2
votes

I have a simple test application (C# console application) that does an HTTP GET to a .NET resource:

static void Main(string[] args)
    {
        while (true)
        {
            try
            {
                System.Net.WebRequest req = System.Net.WebRequest.Create("http://ranger/roztest/Default.aspx");

                System.Net.WebResponse resp = req.GetResponse();
                System.IO.StreamReader sr = new System.IO.StreamReader(resp.GetResponseStream());

                Console.WriteLine(DateTime.Now.Ticks.ToString() + " - " + sr.ReadToEnd().Trim());
            }
            catch (Exception ex)
            {
                Console.WriteLine(DateTime.Now.Ticks.ToString() + " - " + "An Exception has occured: " + ex.GetType().ToString() + " - " + ex.Message);
            }

            Thread.Sleep(2000);
        }
    }

If I execute the following command:

net stop w3svc

IIS will stop. The command line utility that I wrote will return a System.Net.WebException "(404) Not Found".

If IIS is stopped, which process is returning that 404?

Is it the svchost.exe that contained the IIS service?

Background Information:
I'm running that Default.aspx page under IIS 7 on Windows 7 (x64) Professional.

The WebException is being thrown on the "req.GetResponse()" line.

2

2 Answers

2
votes

More clues emerge:

Check out the following post from Mike Volodarsky:

Starting with Windows 2003, IIS uses the http.sys kernel driver to listen for requests, and the W3SVC service to configure it to listen for requests on all binding endpoints associated with your site.
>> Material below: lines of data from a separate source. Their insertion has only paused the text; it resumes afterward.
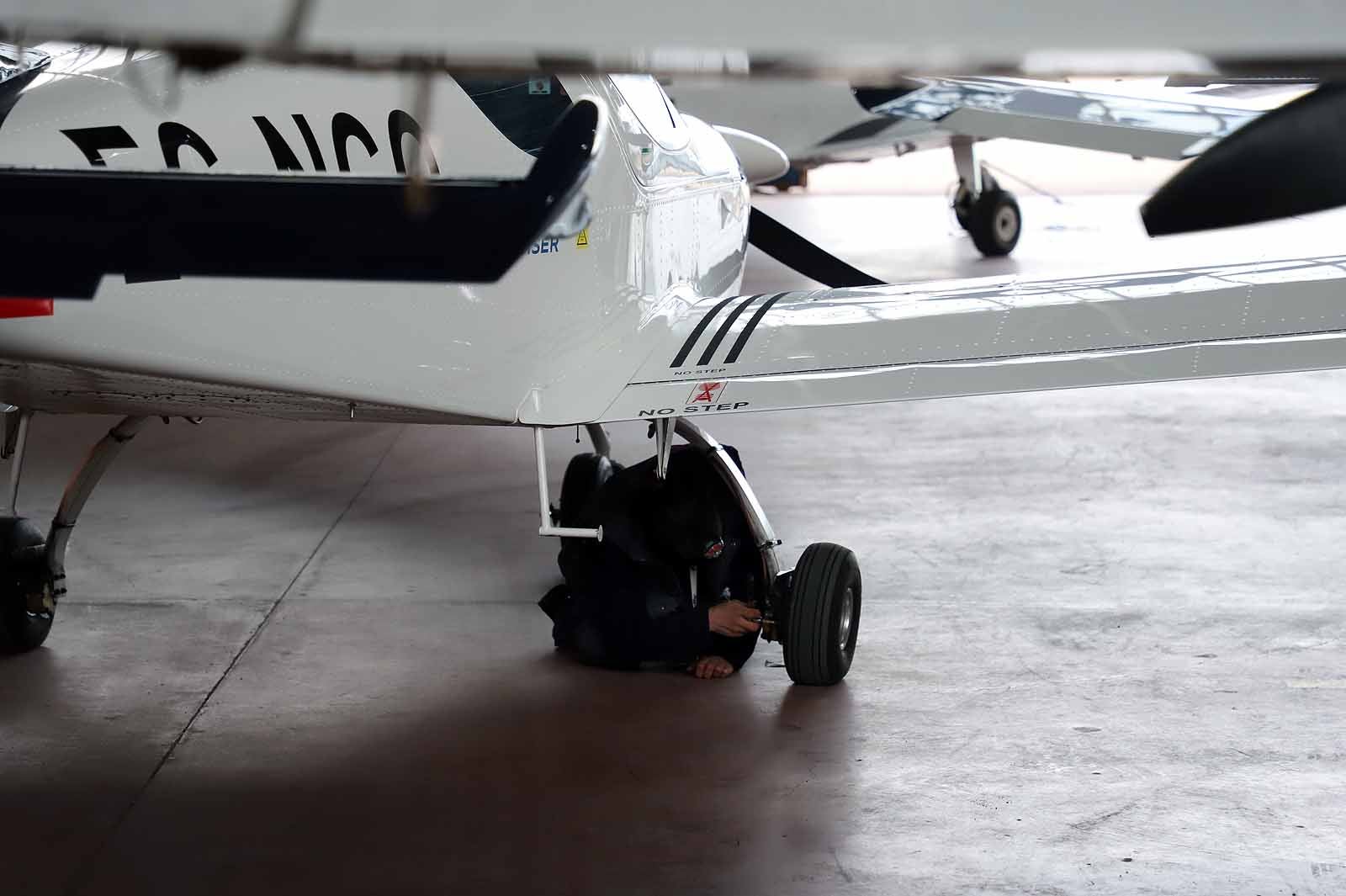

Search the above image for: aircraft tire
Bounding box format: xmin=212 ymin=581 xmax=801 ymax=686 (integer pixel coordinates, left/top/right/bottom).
xmin=0 ymin=517 xmax=56 ymax=654
xmin=967 ymin=189 xmax=1023 ymax=258
xmin=782 ymin=542 xmax=860 ymax=687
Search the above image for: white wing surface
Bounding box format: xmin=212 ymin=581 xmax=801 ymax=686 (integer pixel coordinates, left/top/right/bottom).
xmin=599 ymin=256 xmax=1346 ymax=421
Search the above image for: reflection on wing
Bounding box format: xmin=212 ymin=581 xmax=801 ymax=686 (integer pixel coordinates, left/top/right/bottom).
xmin=856 ymin=78 xmax=1275 ymax=159
xmin=601 ymin=256 xmax=1346 ymax=420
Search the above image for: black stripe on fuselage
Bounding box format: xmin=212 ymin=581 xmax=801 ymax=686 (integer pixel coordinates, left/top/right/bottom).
xmin=696 ymin=294 xmax=762 ymax=368
xmin=724 ymin=292 xmax=785 ymax=364
xmin=669 ymin=296 xmax=756 ymax=368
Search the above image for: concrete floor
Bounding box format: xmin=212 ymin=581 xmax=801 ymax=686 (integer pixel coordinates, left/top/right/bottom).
xmin=0 ymin=172 xmax=1346 ymax=896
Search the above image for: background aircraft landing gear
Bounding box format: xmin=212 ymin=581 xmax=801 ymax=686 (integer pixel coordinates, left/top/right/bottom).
xmin=953 ymin=137 xmax=1023 ymax=258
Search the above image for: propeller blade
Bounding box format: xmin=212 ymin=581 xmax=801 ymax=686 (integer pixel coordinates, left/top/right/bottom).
xmin=1140 ymin=83 xmax=1346 ymax=236
xmin=749 ymin=209 xmax=884 ymax=289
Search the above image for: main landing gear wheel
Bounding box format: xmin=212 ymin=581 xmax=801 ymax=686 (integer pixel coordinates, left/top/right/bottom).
xmin=954 ymin=188 xmax=1023 ymax=258
xmin=782 ymin=542 xmax=860 ymax=685
xmin=0 ymin=517 xmax=56 ymax=653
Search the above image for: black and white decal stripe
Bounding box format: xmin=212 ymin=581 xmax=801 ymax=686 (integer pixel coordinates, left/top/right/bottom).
xmin=669 ymin=292 xmax=787 ymax=368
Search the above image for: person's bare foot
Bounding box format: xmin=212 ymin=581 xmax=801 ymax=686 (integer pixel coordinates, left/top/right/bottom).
xmin=686 ymin=656 xmax=734 ymax=678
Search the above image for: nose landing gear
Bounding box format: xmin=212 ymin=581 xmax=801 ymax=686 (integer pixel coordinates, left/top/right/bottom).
xmin=0 ymin=411 xmax=146 ymax=653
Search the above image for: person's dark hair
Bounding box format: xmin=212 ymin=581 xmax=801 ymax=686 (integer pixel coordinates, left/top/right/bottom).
xmin=644 ymin=475 xmax=724 ymax=564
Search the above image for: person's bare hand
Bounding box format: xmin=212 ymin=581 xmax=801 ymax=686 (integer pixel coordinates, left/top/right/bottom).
xmin=686 ymin=656 xmax=734 ymax=678
xmin=711 ymin=600 xmax=762 ymax=638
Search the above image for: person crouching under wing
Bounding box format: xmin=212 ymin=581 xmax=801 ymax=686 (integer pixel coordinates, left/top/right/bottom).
xmin=538 ymin=445 xmax=762 ymax=678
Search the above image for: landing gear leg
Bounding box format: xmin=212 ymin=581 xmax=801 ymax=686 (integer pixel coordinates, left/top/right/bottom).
xmin=951 ymin=137 xmax=1023 ymax=258
xmin=0 ymin=411 xmax=148 ymax=651
xmin=677 ymin=417 xmax=860 ymax=685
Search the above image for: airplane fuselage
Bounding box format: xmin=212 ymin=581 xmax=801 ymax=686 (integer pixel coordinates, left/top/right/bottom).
xmin=0 ymin=49 xmax=749 ymax=424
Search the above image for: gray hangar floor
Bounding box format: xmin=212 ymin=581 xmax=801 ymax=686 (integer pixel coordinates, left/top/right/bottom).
xmin=0 ymin=162 xmax=1346 ymax=896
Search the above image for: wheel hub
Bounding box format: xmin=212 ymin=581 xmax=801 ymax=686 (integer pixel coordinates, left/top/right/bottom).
xmin=994 ymin=206 xmax=1019 ymax=243
xmin=837 ymin=588 xmax=855 ymax=649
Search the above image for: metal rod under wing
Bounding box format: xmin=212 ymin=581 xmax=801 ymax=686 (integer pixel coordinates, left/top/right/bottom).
xmin=533 ymin=427 xmax=603 ymax=541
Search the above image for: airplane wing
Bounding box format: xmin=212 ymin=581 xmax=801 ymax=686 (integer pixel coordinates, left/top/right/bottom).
xmin=584 ymin=256 xmax=1346 ymax=422
xmin=8 ymin=0 xmax=1346 ymax=77
xmin=855 ymin=78 xmax=1286 ymax=160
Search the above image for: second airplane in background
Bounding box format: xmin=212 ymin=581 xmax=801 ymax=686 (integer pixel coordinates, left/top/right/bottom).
xmin=669 ymin=77 xmax=1301 ymax=257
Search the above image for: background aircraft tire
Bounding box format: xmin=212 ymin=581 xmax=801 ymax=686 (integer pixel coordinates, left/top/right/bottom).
xmin=0 ymin=517 xmax=56 ymax=653
xmin=967 ymin=189 xmax=1023 ymax=258
xmin=782 ymin=542 xmax=860 ymax=685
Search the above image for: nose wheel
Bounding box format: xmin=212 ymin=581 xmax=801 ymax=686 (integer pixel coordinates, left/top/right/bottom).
xmin=781 ymin=542 xmax=861 ymax=685
xmin=0 ymin=517 xmax=56 ymax=653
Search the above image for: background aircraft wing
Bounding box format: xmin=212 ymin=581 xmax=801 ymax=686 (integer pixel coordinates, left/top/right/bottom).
xmin=856 ymin=78 xmax=1292 ymax=159
xmin=589 ymin=256 xmax=1346 ymax=422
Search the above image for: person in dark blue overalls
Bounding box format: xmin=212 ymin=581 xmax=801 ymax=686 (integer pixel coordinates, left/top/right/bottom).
xmin=540 ymin=445 xmax=762 ymax=678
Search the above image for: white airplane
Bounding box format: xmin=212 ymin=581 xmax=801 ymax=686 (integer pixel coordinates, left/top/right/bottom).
xmin=664 ymin=77 xmax=1306 ymax=257
xmin=0 ymin=47 xmax=1346 ymax=685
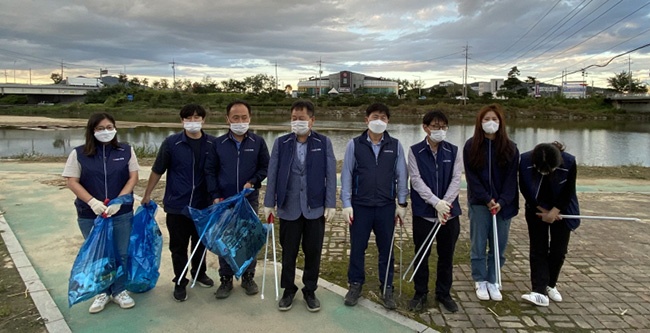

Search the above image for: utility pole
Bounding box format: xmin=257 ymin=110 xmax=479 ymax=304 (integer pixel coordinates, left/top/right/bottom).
xmin=170 ymin=58 xmax=176 ymax=90
xmin=463 ymin=43 xmax=469 ymax=105
xmin=316 ymin=58 xmax=323 ymax=98
xmin=275 ymin=60 xmax=278 ymax=91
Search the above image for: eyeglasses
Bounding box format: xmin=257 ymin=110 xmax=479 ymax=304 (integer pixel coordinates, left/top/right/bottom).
xmin=95 ymin=125 xmax=115 ymax=132
xmin=427 ymin=125 xmax=449 ymax=131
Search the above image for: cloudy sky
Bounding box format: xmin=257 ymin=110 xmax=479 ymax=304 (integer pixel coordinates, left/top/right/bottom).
xmin=0 ymin=0 xmax=650 ymax=87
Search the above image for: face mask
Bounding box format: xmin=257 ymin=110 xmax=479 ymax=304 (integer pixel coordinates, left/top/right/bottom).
xmin=95 ymin=130 xmax=117 ymax=143
xmin=183 ymin=121 xmax=202 ymax=133
xmin=482 ymin=120 xmax=499 ymax=134
xmin=368 ymin=119 xmax=388 ymax=134
xmin=291 ymin=120 xmax=309 ymax=135
xmin=230 ymin=123 xmax=248 ymax=135
xmin=429 ymin=130 xmax=447 ymax=142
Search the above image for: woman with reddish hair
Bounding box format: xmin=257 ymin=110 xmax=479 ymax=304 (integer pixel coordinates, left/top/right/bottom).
xmin=463 ymin=104 xmax=519 ymax=301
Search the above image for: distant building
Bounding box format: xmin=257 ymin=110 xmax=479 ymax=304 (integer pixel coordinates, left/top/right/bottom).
xmin=298 ymin=71 xmax=399 ymax=96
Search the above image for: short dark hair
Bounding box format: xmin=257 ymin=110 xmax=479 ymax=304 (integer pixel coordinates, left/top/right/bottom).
xmin=422 ymin=110 xmax=449 ymax=126
xmin=226 ymin=99 xmax=252 ymax=116
xmin=179 ymin=103 xmax=206 ymax=119
xmin=290 ymin=99 xmax=314 ymax=117
xmin=532 ymin=141 xmax=564 ymax=174
xmin=366 ymin=103 xmax=390 ymax=119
On IIS7, the service doing most of the work is now called WAS (even though W3SVC is till needed). A configuration error can cause WAS/W3SVC to fail to start a site, and therefore http.sys will not receive requests on its endpoints. Also, there is the off chance that the site definition itself is missing, or the site does not define the right bindings.

And even a tool to configure the http.sys driver.

0
votes

I believe (if you truly are connecting to a server which is simply not responding) it might be the .NET network stack itself that is throwing the exception -- probably related to a connection timeout.